137 / 564
第136話 部屋替え
しおりを挟む
収穫祭が終了してから2日後。
私たちが巻き込まれた誘拐事件は世間には公表される事はなく、犯罪組織『モラトリアム』のリーダーであるロバート・ベンズの拘束とその居場所を突き止めた事だけが大々的に公表された。
街の人々は、突然の公表内容にざわついていた。
王国軍は、犯罪組織『モラトリアム』が潜伏していた洞窟の調査を後日行い、数名の残党を捕らえた事も公表した事で街の人々は、これで更に安全に暮らしていけると安堵の表情をしていたのだった。

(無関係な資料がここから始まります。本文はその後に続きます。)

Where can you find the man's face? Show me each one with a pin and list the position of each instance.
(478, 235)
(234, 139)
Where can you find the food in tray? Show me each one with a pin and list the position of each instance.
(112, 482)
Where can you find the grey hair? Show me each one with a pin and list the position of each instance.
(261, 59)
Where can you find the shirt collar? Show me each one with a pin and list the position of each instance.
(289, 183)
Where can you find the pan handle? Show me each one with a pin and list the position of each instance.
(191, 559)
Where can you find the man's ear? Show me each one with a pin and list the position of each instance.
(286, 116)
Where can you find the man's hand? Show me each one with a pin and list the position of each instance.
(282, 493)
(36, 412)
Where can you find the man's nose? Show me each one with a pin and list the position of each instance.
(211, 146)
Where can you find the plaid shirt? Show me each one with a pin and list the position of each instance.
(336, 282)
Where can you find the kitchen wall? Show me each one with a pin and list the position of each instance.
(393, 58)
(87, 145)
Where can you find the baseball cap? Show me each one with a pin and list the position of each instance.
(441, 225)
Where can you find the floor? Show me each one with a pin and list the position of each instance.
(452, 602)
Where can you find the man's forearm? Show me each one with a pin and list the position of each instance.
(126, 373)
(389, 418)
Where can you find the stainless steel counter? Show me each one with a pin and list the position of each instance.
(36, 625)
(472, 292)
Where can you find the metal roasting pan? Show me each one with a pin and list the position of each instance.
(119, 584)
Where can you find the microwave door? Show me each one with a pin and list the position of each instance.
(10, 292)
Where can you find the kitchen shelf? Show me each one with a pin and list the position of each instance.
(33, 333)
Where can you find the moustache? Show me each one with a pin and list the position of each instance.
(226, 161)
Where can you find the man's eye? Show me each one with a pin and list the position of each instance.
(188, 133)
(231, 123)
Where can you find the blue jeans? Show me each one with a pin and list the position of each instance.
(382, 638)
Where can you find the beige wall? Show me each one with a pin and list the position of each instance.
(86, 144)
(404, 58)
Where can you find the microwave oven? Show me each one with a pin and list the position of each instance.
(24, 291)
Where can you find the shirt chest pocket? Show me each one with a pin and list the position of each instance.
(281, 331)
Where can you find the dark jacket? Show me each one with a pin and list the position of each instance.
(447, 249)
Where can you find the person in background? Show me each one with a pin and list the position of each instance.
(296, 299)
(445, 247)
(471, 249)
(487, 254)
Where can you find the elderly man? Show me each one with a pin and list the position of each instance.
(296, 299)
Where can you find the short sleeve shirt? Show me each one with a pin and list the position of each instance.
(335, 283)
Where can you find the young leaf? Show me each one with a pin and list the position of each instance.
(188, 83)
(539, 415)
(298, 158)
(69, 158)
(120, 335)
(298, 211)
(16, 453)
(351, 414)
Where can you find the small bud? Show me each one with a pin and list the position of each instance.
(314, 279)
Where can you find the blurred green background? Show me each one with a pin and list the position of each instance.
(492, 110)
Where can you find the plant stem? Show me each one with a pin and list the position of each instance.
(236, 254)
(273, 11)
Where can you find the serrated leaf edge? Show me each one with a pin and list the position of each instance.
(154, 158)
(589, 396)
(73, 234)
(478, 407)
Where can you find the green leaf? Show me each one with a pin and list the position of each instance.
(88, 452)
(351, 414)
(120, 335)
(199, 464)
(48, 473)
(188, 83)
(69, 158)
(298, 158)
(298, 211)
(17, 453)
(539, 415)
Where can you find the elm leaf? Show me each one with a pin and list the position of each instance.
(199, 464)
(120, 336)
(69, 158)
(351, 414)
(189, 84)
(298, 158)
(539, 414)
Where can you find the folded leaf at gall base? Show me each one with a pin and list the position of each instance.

その話題は学院内でも中心となっており、その話題で盛り上がっている中で私たちはそれを皆と同様に初めて知った様に振る舞っていた。
また一方で、学院ではもう1つの話題で持ちきりであった。
それは、オービン寮の副寮長の追加であり、それに選ばれた人選がヒビキであった。
突然の人員増加に皆驚いていたが、ミカロスからオービンへの仕事量や負担が大きくなっていた事から一時的に仕事量を減らす事が決まり、そこで副寮長としてそこを補う人員を追加したのだと寮内全員への説明がされた。
今回の決定はオービン寮だけの独断ではなく、全寮の寮長と副寮長、そして学院長との話し合いで決まったのだと付け加えてミカロスは説明した。

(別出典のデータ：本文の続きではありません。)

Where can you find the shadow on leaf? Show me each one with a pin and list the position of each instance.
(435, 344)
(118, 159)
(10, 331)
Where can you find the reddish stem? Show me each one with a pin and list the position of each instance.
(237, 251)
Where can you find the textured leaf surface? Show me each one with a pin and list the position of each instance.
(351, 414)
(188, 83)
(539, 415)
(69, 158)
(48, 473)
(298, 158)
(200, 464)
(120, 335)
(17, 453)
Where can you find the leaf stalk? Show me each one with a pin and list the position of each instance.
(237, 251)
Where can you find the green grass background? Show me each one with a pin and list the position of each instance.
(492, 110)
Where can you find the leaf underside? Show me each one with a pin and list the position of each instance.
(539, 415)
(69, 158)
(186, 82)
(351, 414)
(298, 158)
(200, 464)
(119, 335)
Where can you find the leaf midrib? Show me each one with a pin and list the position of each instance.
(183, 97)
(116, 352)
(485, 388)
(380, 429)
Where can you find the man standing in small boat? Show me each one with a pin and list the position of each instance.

だが実際の所は、オービンが寮長としての降格であった。
病の事で、今後も今まで通り寮長として行動していけるかは確実ではないとされた為、現副寮長であるミカロスと交代を言い渡されたのだった。
オービン自身もその判断に反論はなかったが、学院内での発表は変更して欲しいと頼み込んだのだった。
その理由は、この時期の寮長変更で病の事が知られるのを避けたいのと今の学院生たちに動揺を広げたくないと言う考え、そして学院対抗戦も近い事を考慮しての頼みであった。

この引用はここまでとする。